About the film
Tracing the underground birth tourism industry from Beijing to Los Angeles, HOW TO HAVE AN AMERICAN BABY is a feature-length creative documentary that takes us behind the closed doors of the booming shadow economy catering to Chinese tourists who travel to the U.S. to give birth—in order to obtain U.S. citizenship for their babies.
Told through a series of intimately observed, interwoven storylines, we meet expectant mothers, maternity hotel operators and operator wannabes, local doctors and civic officials, birth tourism agents in China, and the nannies, cooks, and chauffeurs that fuel this industry. Inside bedrooms, delivery rooms, and private family meetings, the story of a hidden global economy emerges – depicting the aspirations and anxieties, fortunes and tragedies that befall the ordinary people caught in the web of its influence.
Director’s Statement
In September 2014, I spent several weeks with my co-producer Chocho in a Los Angeles maternity hotel. She had recently given birth to a baby boy and was renting out a room in a six-bedroom house in Rowland Heights. What appeared like a regular single family home from the outside, was in fact, operating as a Chinese maternity hotel. Inside were four families from China, their nannies, cooks, and babies—all living under one roof—brought together by the quest to have an American baby. It was a microcosm and an allegory for the U.S. and China. China’s unprecedented economic growth had sprouted an urban class that could afford to travel and give birth in a completely foreign land and navigate the U.S. healthcare system with nothing but cash and the mercy of their maternity hotel operators—in order to obtain the “benefits of U.S. citizenship.” And this underground economy had all but taken over the Chinese ethnic enclaves of Southern California. This was the epitome of American capitalism and the irony of the Chinese brand of American capitalism was all too clear. Chocho was my key into this otherworld that was hidden in plain sight in the sleepy suburbs of Southern California.
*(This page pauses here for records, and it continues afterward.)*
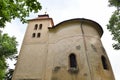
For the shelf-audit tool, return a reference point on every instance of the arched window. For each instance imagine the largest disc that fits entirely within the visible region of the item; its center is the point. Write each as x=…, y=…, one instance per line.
x=38, y=35
x=73, y=62
x=40, y=26
x=36, y=26
x=33, y=35
x=104, y=62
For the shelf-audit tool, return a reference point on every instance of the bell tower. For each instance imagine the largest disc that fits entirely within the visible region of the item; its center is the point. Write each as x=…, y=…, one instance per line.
x=70, y=50
x=33, y=54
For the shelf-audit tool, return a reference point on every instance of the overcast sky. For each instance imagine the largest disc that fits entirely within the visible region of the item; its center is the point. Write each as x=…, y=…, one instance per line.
x=61, y=10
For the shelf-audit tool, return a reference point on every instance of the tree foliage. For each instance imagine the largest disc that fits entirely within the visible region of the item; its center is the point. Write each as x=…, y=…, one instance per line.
x=7, y=50
x=114, y=23
x=11, y=9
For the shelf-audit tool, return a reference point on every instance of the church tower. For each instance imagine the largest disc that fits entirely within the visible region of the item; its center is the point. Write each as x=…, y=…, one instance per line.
x=32, y=58
x=70, y=50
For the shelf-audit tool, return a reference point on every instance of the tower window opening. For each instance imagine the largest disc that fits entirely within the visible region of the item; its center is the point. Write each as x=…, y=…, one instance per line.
x=36, y=26
x=33, y=35
x=40, y=26
x=38, y=35
x=73, y=62
x=104, y=63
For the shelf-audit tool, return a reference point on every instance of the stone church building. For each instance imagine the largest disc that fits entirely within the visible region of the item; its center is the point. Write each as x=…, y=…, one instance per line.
x=70, y=50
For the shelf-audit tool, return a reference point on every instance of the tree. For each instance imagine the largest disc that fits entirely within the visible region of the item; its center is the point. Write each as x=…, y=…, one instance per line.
x=114, y=23
x=7, y=50
x=9, y=74
x=11, y=9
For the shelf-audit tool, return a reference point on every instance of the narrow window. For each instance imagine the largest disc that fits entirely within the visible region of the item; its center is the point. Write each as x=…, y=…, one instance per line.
x=36, y=26
x=33, y=35
x=73, y=62
x=40, y=26
x=38, y=35
x=104, y=62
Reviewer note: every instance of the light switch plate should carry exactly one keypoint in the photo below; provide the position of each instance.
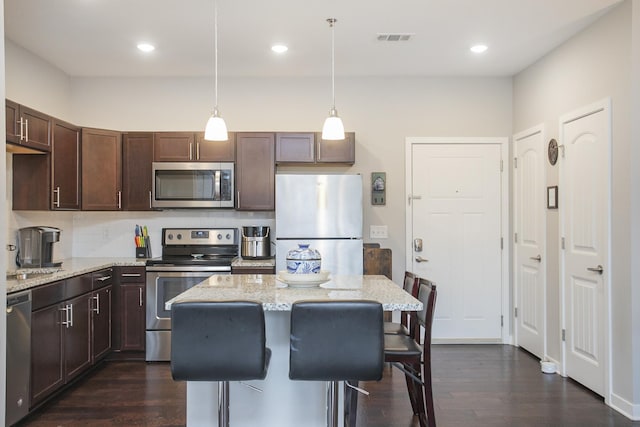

Strolling through her hilltop neighborhood at dusk, Chocho pointed out house after house—each as nondescript as the next—that were operating as “maternity hotels.” I was immediately transfixed by the image of hundreds of Chinese women on this one hilltop alone, busy incubating their own fates and the fates of their American babies—out of sight and behind closed doors. What kind of messy lives were happening behind the façade of the all-American suburban dream: palm trees, hilltop views, swimming pools? In that instant, I knew the film would demand an unconventional narrative approach:
This film is about lives unfolding simultaneously in a complex world. Through long, observational takes on an anamorphic lens, I developed a style marked by a quiet, detached, but empathetic gaze—so close that it feels fictional— providing windows into the raw, intimate, and fleeting moments of emotional truth as each character moves toward his or her goal. Though the scenes are seemingly unrelated, I seek to embed clues about the larger question of how the industry operates within the context of these character’s goals and motivations. Story and context are revealed through clues embedded in dialogue, landscape, a gesture, a glance. The experience is immersive and poetic — not literal.
Told through vignettes, the experience of watching the film is like wandering the labyrinthine hallways of an Asian karaoke palace. We peer into the self-contained worlds or “slices of life” of perfect strangers, placed side by side—brought together by their own, Chinese twist on the American dream. Like ships passing in the night, they are caught in an invisible web of relations that only the audience perceives.
In this film, I am interested in observing the private moments of people whose motivations and worldview are outwardly at odds with one another—placing them side by side, in conversation with one another. My goal is to expand and to complicate our notions of human intentions; to draw the audience into the subjective experiences of the protagonists in ways that are disturbing, emotional, and unexpected. Behind closed doors, a cross-section of society incubates their destinies and desires. And the story of a hidden global economy emerges through the sum of its parts.